Determine the column that kan be set to “NOT NULL” in each table. This can be done by the following statements for the tables and columns you need to investigate:
SELECT COUNT(*) FROM <table> WHERE <column> IS NULL ;
SELECT COUNT(*) FROM <table> WHERE LEN(LTRIM(RTRIM(<column>))) = 0;
You also want to check the column datatypes in the script before importing the script to the new working database. If a column contains a number predefined values, I often run a “SELECT DISTINCT” statement for this column to check if I can chose a better datatype for the column, or just introduce a “Code table” and a foreign key in the current table. I also run a “SELECT MAX” statement to check the upper boundary for the column, to be able to make an assumption on what datatype to use for the column.
SELECT DISTINCT <column> FROM <table>;
SELECT MAX(<column>) FROM <table>;
SELECT MIN(<column>) FROM <table>;
See “Size matter” section of this post for more datatype related issues.
Make sure the constrains are in place for every table with cooresponding index. If these are not in place, every query will probably use full table scan. If you have large tables, this will kill your application.
The process of finding primary and foreign keys in the database might be time consuming if they doesn’t follow a kind of naming standard. The following script lists all constraints in a SQL server database. It works on SQL Server 2008 R2. I’m not sure of the backward compability.
SELECT OBJECT_NAME(OBJECT_ID) AS NameofConstraint, SCHEMA_NAME(schema_id) AS SchemaName, OBJECT_NAME(parent_object_id) AS TableName, type_desc AS ConstraintType FROM sys.objects WHERE type_desc LIKE '%CONSTRAINT' ORDER BY OBJECT_NAME(parent_object_id);
The result of above SQL might help you to see a pattern on the constraint naming standard and gives you a list of the existing one.

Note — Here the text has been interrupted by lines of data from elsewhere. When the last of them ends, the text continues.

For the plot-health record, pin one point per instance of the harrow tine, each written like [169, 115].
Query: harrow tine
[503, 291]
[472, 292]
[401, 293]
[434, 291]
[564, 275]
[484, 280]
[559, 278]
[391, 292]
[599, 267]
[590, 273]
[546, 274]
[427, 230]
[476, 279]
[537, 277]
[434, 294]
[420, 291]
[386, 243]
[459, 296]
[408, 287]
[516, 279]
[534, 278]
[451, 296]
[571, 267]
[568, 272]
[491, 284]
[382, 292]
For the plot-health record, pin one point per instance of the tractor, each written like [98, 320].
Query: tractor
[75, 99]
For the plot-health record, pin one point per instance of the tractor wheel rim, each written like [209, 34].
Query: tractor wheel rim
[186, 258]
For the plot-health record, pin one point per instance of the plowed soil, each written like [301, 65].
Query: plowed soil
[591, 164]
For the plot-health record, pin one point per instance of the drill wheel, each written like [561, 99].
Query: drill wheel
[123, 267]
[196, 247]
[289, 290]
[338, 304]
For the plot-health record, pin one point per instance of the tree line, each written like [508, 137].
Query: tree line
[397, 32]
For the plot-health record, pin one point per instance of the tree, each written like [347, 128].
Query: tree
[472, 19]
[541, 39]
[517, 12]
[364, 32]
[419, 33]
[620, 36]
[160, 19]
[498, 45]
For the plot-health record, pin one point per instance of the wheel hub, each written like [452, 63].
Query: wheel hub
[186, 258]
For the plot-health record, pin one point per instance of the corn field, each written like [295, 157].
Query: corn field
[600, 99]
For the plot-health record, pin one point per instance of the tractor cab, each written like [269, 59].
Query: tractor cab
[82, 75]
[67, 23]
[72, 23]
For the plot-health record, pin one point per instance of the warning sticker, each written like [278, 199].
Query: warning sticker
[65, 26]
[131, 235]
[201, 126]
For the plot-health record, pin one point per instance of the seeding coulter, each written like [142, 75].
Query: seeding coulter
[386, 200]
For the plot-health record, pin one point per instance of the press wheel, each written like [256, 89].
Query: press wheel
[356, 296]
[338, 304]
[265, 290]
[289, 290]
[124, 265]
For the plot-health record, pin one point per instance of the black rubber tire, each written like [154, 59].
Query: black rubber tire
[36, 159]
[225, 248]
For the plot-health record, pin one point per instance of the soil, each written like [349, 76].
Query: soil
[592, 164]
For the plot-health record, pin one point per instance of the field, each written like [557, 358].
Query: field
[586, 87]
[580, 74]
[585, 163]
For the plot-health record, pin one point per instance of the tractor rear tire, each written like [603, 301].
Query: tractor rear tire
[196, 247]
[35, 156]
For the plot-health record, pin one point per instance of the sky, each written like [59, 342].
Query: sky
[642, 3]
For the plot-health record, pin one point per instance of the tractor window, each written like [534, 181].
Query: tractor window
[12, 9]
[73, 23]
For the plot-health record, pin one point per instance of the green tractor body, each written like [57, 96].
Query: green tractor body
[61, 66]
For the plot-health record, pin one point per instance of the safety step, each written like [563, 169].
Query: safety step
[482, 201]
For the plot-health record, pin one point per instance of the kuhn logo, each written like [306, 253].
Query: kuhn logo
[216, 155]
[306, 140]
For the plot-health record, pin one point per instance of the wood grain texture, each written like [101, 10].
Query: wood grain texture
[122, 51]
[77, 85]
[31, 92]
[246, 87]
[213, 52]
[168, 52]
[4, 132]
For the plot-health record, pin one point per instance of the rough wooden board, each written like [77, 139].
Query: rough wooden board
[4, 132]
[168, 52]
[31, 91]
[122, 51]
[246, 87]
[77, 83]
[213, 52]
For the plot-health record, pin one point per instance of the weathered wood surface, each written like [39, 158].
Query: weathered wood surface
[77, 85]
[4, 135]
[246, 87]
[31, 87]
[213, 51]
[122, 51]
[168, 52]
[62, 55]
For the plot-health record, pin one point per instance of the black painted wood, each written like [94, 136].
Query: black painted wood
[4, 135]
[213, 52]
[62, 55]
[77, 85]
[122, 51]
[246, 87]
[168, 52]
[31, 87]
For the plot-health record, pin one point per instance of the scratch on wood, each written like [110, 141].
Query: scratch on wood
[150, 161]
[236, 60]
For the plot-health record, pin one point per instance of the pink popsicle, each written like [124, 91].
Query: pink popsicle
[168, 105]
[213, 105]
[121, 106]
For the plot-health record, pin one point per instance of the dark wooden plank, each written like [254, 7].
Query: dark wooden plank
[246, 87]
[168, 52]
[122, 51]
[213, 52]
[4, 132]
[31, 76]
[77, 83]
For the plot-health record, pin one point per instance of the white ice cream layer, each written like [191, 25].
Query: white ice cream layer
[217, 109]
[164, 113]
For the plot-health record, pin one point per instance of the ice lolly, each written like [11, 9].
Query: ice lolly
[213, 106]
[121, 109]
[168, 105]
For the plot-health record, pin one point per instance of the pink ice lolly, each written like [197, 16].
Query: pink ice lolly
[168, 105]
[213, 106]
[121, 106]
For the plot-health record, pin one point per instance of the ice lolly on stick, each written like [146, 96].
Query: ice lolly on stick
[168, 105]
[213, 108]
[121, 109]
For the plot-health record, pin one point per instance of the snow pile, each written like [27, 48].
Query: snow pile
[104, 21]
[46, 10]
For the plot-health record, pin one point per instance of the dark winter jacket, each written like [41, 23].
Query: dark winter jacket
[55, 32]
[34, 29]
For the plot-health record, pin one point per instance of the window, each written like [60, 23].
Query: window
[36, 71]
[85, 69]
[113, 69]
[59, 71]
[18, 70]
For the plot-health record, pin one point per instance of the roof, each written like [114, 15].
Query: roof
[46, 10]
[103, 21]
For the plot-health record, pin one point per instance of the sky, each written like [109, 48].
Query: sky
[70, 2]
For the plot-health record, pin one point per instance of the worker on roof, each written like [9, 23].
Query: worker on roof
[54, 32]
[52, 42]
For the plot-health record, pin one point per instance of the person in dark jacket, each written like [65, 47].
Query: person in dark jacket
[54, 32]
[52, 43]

Another approach is to go table for table and column for column. Use the following script to list tables and columns. The column column_id can often be uses to determine the PK column as well since the primary key often is the first colum that is added to a table.
SELECT a.object_id, a.name as TableName, b.column_id, b.name as ColumnName, c.name as Datatype, b.max_length, b.is_nullable FROM sys.all_objects a inner join sys.all_columns b on b.object_id = a.object_id inner join sys.systypes c on c.xtype = b.system_type_id WHERE a.type_desc = 'USER_TABLE' AND a.name LIKE '%' AND b.name LIKE '%' AND c.name like '%' ORDER BY a.name, b.column_id
Size matter in number of rows in tables and datatypes of columns in tables. The following script gives you number of rows in a user tables for the current database on SQL Server. Use the result to determine what tables to start with. Start with tables with the most rows and optimize these tables.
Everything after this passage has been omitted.